Ketua FPP Kota Tasikmalaya, KH. Nono Nurul Hidayah, menegaskan bahwa FOSSMA dan FPP lahir dari rahim perjuangan yang sama, yaitu kecintaan terhadap guru, ulama, santri, dan ilmu agama. Agar kolaborasi tidak mandek sebagai wacana, FPP mengusulkan pembuatan Nota Kesepahaman (MoU) resmi antara kedua lembaga.
“Jika marwah Kota Santri tidak segera kita kembalikan bersama, jangan pernah berharap kondisi umat di kota ini akan membaik,” tegas para tokoh agama yang hadir dalam forum tersebut.
Merespons usulan MoU, Ketua FOSSMA Kota Tasikmalaya, H. Dadang AP, langsung memaparkan program-program taktis yang siap dieksekusi.
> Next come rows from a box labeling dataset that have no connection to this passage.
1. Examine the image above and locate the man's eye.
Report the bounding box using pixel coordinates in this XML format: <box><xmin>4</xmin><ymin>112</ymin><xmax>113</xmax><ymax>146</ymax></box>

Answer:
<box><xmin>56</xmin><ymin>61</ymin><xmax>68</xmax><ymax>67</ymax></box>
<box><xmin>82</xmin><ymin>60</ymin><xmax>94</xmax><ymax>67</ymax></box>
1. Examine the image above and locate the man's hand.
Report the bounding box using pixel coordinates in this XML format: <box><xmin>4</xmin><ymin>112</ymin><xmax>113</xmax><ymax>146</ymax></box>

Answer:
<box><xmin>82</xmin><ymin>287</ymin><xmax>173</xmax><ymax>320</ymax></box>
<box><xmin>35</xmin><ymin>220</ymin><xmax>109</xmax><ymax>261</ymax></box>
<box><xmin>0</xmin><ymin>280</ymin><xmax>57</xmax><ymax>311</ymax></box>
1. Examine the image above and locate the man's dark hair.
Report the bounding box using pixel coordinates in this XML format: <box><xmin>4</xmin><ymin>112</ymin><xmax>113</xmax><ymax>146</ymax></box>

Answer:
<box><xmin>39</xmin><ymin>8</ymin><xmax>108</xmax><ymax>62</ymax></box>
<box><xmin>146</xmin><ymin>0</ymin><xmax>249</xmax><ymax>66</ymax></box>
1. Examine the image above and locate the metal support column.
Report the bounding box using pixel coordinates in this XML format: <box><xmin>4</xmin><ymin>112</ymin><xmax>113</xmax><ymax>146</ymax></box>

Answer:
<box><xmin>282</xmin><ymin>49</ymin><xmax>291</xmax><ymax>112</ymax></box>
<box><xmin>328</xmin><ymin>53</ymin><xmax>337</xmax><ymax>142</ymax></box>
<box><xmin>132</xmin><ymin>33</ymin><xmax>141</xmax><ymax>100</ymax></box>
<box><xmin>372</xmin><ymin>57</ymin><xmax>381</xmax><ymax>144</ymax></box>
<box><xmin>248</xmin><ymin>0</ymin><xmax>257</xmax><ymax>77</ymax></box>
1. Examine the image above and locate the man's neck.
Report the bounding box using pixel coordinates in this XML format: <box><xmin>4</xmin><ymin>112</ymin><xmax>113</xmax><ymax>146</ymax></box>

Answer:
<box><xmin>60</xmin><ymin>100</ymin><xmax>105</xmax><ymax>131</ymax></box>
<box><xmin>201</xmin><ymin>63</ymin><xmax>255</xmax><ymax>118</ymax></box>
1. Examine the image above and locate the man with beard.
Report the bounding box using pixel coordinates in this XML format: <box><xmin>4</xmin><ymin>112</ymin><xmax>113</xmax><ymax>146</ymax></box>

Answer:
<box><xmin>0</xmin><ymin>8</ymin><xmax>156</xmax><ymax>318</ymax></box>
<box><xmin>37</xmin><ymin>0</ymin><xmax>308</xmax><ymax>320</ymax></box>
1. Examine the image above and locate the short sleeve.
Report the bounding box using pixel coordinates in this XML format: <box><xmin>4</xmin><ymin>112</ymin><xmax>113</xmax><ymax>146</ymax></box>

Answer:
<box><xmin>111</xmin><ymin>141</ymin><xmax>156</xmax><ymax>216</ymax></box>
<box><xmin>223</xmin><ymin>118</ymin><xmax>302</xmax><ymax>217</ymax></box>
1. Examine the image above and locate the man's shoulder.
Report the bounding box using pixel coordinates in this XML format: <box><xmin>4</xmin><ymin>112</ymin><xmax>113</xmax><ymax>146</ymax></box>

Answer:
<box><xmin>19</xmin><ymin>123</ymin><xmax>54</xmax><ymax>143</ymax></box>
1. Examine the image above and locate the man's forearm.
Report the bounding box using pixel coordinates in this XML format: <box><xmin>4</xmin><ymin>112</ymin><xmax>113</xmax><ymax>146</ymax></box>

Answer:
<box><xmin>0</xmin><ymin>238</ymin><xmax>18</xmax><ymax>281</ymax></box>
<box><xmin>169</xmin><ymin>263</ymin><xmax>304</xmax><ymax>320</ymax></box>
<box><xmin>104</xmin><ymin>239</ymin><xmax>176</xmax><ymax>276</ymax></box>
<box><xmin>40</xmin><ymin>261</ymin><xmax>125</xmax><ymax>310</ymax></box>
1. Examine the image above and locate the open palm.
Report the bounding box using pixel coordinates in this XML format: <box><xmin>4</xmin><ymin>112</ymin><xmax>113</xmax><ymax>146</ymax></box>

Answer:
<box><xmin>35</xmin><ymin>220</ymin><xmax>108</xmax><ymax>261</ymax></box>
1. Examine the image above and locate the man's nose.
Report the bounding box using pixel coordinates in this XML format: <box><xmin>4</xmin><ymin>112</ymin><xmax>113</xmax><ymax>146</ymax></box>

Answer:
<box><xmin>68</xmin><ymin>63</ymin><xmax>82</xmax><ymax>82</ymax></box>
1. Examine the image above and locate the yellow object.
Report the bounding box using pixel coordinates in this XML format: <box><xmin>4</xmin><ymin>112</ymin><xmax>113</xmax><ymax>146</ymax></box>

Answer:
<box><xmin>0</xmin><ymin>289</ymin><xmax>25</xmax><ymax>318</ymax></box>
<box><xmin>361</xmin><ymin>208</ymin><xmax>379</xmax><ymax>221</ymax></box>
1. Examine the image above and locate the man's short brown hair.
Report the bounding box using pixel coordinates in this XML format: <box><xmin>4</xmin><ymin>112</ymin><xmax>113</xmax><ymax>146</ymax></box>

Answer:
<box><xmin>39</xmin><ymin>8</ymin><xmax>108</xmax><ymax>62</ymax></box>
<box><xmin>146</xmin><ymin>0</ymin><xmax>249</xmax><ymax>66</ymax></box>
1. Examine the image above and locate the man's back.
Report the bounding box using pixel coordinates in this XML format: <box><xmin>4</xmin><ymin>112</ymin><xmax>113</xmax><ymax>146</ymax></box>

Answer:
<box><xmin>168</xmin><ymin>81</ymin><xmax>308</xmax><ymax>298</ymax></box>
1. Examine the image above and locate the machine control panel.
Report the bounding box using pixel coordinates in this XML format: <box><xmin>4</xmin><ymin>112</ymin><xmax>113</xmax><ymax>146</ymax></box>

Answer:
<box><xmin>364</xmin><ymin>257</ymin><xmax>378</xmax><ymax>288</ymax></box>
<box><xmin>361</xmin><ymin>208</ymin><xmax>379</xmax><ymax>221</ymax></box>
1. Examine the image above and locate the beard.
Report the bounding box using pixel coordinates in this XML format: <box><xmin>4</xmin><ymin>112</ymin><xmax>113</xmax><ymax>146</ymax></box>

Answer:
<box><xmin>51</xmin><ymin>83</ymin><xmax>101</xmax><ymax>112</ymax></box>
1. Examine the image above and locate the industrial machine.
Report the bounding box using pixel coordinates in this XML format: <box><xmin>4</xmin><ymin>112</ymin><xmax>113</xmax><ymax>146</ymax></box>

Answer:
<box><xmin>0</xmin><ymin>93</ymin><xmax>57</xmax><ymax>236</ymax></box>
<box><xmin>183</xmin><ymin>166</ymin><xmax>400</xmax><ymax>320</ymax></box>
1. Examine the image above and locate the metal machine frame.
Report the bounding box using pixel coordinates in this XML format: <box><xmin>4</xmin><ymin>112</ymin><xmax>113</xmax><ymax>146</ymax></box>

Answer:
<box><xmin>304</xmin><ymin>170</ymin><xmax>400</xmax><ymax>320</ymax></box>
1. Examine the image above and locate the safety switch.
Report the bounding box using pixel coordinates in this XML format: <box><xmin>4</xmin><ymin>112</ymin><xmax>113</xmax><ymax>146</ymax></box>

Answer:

FOSSMA menawarkan terobosan mulai dari digitalisasi kajian kitab kuning hingga gerakan pemberantasan buta aksara Al-Qur’an yang menyasar kalangan remaja.
H. Dadang mengingatkan seluruh pengurus untuk memegang teguh prinsip MKKS dalam menjalankan roda organisasi. “Kita harus Musyawarahkan, Koordinasikan, Kolaborasikan, dan Sinergikan semua potensi ini menjadi aksi nyata di lapangan,” ujarnya.
Para tokoh meyakini bahwa manajemen pesantren yang tertib dan profesional, berpadu dengan syiar yang hidup di masjid-masjid dan majelis taklim, akan menjadi benteng pertahanan terbaik bagi generasi muda Tasikmalaya. Sinergi kokoh antara ulama, pemerintah (umara), dan organisasi keagamaan menjadi kunci utama untuk mengembalikan kejayaan Kota Santri sekaligus mewujudkan masyarakat yang sejahtera lahir dan batin.